So, someone at Microsoft apparently had one of these moments and now I’m beginning to see those Zune Pass ads about it costing $30,000 to fill up your iPod everywhere. They have employed a very clever technique to persuade you that you’re wasting money on music when you could just pay $15 a month for music you will never own. It’s called math.

But I have a problem. See, they’re claiming that if you filled up your iPod with music from iTunes it would cost you thirty grand. Which makes sense. Wait, sorry, make that “not at all”—it makes no sense.

The thinking is this: You’ve got a 120 GB iPod. That’s 120,000 megabytes. Now, if by some divine knowledge we say that an average song is 4 minutes long, and if the same divine knowledge says that each minute of music takes about 1 megabyte of space to store it, that’s 4 megabytes (MB from here on out) per song. Dividing 120,000 MB by 4 MB leaves us with 30,000 songs. The iTunes Store is known far and wide for pioneering the $1 a song business model, so therefore, 30,000 songs = 30,000 bucks. And now Microsoft has a whole website dedicated to this fact.
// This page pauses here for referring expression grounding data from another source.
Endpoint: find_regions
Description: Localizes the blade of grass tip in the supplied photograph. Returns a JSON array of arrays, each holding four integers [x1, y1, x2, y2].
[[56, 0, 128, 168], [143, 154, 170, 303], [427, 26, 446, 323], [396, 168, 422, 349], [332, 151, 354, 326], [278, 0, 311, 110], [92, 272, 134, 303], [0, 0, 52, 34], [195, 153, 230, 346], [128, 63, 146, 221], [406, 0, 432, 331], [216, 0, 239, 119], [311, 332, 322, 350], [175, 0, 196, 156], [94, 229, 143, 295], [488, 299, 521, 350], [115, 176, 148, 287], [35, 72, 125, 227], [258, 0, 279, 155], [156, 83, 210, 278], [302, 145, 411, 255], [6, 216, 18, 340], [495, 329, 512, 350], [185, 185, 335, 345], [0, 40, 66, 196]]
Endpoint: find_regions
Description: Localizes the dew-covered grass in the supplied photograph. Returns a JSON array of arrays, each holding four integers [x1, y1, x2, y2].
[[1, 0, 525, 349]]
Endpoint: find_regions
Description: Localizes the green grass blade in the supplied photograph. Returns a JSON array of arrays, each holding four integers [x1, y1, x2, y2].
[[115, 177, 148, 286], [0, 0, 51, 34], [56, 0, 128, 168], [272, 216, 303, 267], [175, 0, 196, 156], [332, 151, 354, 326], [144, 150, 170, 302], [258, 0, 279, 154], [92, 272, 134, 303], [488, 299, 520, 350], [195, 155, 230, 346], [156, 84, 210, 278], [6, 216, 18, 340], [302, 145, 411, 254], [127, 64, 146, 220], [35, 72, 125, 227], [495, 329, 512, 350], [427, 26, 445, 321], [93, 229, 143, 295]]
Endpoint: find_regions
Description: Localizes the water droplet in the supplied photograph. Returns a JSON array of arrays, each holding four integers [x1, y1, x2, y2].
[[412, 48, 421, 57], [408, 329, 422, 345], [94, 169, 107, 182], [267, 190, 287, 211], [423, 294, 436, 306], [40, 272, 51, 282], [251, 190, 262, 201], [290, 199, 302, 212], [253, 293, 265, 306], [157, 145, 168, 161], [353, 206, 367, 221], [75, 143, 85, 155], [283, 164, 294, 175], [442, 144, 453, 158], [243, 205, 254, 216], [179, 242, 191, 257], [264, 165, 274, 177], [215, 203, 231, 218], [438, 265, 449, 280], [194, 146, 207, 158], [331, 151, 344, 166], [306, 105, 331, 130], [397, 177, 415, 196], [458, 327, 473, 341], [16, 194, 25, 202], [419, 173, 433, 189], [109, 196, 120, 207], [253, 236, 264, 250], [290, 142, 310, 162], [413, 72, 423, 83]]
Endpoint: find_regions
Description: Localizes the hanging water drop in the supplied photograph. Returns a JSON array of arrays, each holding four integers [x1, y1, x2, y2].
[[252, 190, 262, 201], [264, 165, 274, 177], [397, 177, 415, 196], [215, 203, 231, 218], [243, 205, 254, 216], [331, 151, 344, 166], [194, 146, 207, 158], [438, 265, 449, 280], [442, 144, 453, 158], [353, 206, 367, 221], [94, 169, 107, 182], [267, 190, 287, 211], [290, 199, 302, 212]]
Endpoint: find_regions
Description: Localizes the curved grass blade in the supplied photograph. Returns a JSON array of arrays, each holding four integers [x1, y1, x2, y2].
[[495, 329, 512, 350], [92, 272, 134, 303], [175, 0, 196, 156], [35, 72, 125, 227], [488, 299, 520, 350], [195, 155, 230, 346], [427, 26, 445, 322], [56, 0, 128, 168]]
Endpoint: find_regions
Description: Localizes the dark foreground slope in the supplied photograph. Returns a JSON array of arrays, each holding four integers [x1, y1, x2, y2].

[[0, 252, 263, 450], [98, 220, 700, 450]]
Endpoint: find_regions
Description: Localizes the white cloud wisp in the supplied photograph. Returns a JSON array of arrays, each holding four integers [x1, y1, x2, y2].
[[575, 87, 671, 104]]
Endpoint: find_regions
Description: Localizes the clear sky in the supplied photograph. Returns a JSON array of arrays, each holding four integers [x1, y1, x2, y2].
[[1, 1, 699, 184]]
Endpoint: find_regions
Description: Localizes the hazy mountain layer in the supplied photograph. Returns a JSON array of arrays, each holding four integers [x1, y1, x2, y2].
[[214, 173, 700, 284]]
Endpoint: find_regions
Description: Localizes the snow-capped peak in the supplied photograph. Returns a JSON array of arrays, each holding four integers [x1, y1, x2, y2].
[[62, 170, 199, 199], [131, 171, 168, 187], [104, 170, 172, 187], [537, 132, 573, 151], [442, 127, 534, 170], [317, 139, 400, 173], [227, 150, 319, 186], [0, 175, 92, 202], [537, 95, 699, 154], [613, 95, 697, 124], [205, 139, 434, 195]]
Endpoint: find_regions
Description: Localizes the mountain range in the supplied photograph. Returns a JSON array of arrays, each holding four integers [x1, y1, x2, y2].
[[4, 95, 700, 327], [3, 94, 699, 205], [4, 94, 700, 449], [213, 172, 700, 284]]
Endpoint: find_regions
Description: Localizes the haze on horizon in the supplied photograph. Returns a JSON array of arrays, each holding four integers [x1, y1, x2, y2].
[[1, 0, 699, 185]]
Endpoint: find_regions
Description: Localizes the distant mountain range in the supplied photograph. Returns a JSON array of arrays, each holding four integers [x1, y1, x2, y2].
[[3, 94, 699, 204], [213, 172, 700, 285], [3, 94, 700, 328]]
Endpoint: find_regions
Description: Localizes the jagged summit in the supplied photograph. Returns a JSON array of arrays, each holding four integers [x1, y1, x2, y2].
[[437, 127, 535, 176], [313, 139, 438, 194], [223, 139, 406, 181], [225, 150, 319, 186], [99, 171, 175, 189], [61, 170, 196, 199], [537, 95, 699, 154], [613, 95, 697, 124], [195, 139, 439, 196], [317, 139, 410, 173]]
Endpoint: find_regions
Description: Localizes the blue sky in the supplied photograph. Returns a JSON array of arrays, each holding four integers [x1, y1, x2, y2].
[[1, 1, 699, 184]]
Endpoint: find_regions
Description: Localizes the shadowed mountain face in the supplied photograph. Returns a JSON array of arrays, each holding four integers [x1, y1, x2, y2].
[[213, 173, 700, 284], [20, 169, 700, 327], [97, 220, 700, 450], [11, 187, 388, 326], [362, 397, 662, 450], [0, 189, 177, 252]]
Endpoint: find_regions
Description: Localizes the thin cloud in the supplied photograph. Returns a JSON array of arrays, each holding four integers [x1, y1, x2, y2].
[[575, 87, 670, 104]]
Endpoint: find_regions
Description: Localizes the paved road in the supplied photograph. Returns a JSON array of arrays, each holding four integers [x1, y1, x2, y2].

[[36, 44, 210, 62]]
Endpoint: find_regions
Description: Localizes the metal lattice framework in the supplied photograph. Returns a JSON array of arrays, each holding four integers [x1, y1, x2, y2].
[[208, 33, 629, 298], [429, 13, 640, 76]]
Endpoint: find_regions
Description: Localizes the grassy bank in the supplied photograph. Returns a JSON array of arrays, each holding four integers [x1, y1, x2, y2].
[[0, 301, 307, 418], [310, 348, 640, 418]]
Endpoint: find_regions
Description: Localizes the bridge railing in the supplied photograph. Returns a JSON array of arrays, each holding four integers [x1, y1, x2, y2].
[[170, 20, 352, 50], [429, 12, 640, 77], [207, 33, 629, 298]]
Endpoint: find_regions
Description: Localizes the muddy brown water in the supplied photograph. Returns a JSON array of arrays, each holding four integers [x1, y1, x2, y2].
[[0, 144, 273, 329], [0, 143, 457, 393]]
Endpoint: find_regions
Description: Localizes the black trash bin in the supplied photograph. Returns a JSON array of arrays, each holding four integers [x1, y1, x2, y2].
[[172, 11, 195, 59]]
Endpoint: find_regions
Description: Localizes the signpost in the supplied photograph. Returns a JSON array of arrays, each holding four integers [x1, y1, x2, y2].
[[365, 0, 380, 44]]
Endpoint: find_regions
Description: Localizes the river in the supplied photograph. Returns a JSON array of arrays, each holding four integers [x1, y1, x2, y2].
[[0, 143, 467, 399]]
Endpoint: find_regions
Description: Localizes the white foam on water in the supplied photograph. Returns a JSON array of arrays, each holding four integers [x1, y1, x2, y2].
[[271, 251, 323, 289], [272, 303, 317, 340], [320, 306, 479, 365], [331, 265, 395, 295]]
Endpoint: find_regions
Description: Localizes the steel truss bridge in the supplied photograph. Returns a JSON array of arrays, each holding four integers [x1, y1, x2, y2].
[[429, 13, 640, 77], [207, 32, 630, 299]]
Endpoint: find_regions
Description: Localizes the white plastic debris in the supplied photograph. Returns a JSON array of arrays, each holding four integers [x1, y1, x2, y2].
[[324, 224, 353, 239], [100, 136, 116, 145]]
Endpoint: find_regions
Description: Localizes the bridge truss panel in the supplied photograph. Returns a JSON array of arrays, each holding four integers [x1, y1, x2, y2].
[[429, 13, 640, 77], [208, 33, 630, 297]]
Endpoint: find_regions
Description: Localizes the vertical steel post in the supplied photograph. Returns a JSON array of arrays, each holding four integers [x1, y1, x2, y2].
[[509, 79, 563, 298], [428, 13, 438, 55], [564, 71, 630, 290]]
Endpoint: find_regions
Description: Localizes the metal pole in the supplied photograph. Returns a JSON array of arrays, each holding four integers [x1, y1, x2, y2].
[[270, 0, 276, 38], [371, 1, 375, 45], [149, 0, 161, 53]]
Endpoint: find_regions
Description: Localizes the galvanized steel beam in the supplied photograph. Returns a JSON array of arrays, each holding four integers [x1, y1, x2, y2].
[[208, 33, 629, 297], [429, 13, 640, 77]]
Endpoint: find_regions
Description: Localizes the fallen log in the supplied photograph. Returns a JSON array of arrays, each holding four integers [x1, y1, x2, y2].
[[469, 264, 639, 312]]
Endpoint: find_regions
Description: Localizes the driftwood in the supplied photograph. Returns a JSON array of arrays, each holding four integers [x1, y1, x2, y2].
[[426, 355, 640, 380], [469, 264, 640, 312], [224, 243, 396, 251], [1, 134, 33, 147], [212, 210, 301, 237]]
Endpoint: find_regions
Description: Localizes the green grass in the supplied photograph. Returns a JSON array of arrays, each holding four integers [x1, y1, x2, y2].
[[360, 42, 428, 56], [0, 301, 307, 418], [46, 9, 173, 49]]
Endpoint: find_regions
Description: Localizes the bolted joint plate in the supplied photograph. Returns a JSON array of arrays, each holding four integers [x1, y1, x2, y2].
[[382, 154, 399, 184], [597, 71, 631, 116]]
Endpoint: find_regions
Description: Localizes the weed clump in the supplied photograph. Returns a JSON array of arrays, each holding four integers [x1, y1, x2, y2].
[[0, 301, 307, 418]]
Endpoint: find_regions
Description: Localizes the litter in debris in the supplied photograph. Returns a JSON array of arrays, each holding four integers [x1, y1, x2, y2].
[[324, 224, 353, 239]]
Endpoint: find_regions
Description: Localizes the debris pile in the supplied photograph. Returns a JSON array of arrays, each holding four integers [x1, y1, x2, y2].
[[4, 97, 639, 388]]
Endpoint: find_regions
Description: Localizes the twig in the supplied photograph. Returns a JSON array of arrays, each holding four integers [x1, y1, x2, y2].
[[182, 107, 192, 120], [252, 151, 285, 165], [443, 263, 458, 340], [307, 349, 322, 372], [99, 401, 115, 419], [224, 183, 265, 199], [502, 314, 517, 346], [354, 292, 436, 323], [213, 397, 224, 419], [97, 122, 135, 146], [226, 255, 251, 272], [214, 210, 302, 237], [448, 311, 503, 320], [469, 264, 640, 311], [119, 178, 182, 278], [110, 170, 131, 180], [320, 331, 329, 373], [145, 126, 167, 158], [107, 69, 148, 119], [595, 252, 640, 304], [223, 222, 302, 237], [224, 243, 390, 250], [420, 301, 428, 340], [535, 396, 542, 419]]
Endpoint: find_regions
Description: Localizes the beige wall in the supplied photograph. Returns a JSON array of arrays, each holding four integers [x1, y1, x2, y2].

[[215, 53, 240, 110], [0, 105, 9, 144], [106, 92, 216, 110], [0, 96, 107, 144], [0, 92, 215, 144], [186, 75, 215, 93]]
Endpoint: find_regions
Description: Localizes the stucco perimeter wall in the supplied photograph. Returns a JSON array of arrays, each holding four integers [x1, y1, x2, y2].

The problem I have with this stems from a very simple fact: the 1 MB per minute principle? Not so much anymore. If you remember correctly, the iTunes Store switched to DRM-free 256 kbps AAC-encoded music a short time ago. From the iPod classic features page, in the fine print, we read:

Music capacity is based on 4 minutes per song and 128-Kbps AAC encoding.

Emphasis in there is mine.

Now that the bitrate of all songs on the iTunes Store has doubled, it’s not hard to say that the size of the “average” song on iTunes has doubled as well. Instead of the average song being 4 MB, it’s now closer to 8 MB. (Maybe a little less since they may be using variable bit rate encoding, but hey, we’re talking Microsoft Math here.)

Therefore, the new, real math would be something more like $15,000 to fill up your iPod at $1 a song. For those not real good with math, that’s half of 30,000, and also, half what Microsoft uses a whole advertising campaign to claim.

All this based on the premise, of course, that:

  1. you actually pay for all your music on a song-by-song basis,
  2. you have nothing else on your iPod besides $1 songs from iTunes, and 
  3. you actually manage to fill up a 120 GB iPod classic… completely with songs from the iTunes Store… bought on a song-by-song basis.

Not to mention that you will actually own these songs forever, of course.